Some readers might know that my day job mostly involves teaching Shakespeare. Some of my students tease me because my leisure time often involves reading Shakespeare.
What can I say? If it be a sin to covet beauty, I am the most offending soul alive.
Recently I’ve been reading Antony And Cleopatra, which is often (wrongly) excluded from the list of Shakespeare’s “great tragedies” (Hamlet, Macbeth, Othello, King Lear). I don’t know why it doesn’t make the cut. It might have something to do with the part of Cleopatra. It’s a very demanding role: Shakespeare’s Cleopatra is mercurial, petty, cruel, blithe, rash, vain, tempestuous, and pretty much everything else. Enobarbus, the cynical commentator in the play, can’t resist admiring her “infinite variety.”
I can only think of a few women in Hollywood who could handle the character. Cate Blanchett, maybe? Rosamund Pike? My ideal actress for the part would be Katharine Hepburn, who did actually play Cleopatra on stage in 1960. (The film version with the mesmerising Elizabeth Taylor and the mini-skirted Richard Burton is visually impressive but very un-Shakespearean.)
The play is based on an opposition: Rome represents law, restraint, and civic duty; Egypt represents excess, inebriation, and lust – a never-ending stag do. (This is a simplification of history, but a simplification found in Roman sources.) Antony’s desire for Cleopatra “o’erflows the measure” and she characterises an Egypt where everything is amplified: “We cannot call her winds and waters sighs and tears,” Enobarbus remarks, “they are greater storms and tempests than almanacs can report.”
Antony is torn between Rome and Egypt.
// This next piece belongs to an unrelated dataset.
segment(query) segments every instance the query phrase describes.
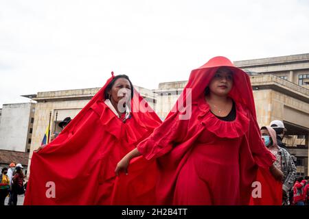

One of the attractions of Alexandria is language and the voluptuous, voracious, vociferous Cleopatra. She and Antony speak mellifluous, grandiloquent sentences in a lofty style synonymous with Shakespeare. It puts some people off. Part of the reason for it is to highlight that the characters are heroic, even legendary. Cleopatra is the Queen of Egypt and is associated with the goddess Isis; Antony is one of the three joint-leaders of the Roman Republic and a descendant of Hercules. They don’t talk like ordinary people because they’re not ordinary.
In fact, they’re history. Apart from himself, Antony’s main rival is Octavius, one of his co-leaders and the future emperor Augustus. Near the middle of the play, Octavius calls Antony back to Rome to help him fight against some notorious pirates. An impetuous Cleopatra begs Antony not to go, but he eventually leaves after affirming his love for her. In Rome, the joint leaders of the Roman Republic meet:
OCTAVIUS: Welcome to Rome.
ANTONY: Thank you.
OCTAVIUS: Sit.
ANTONY: Sit, sir.
OCTAVIUS: Nay then.
Part of Shakespeare’s genius is that he can express so much with so little: this meeting has the subtlety that Jane Austen is famous for. Damning Antony’s revels with Cleopatra, Octavius, as the host, invites him to sit down. Antony refuses to accept the subordinate position and urges Octavius to accept his offer to sit. In this small quibble about seating arrangements, we learn that one leader of the Republic is trying to dominate the other.
Even though he is younger, Octavius is the one who is more measured. (Antony insults him by calling him “boy.”) Octavius’ speeches and actions don’t have the grandeur of Antony. The “boy” Octavius is the cold, calculating strategist.
Heroic, Antony is an artefact. With an outdated idea of honour and self-assertion, he challenges Octavius to single combat. Octavius doesn’t refuse the challenge; he ignores it – but he’s the one who ends up victorious at the end of the play. He has the last word.
Unlike Antony, Octavius is the complete statesman because he excels in peace and war; he is the one who inaugurates pax Romana, the Roman peace. Octavius is successful, but it would be hard to say that Shakespeare celebrates him; after all, it’s not his name on the posters.
Antony and Cleopatra are excessive, short-sighted, and vain – but their rhetorical curlicues attest to their vitality, their brio, their largesse. Octavius is the sensible ruler, but his plain speeches show us that we lose something when the age of heroes gives way to one of politicians.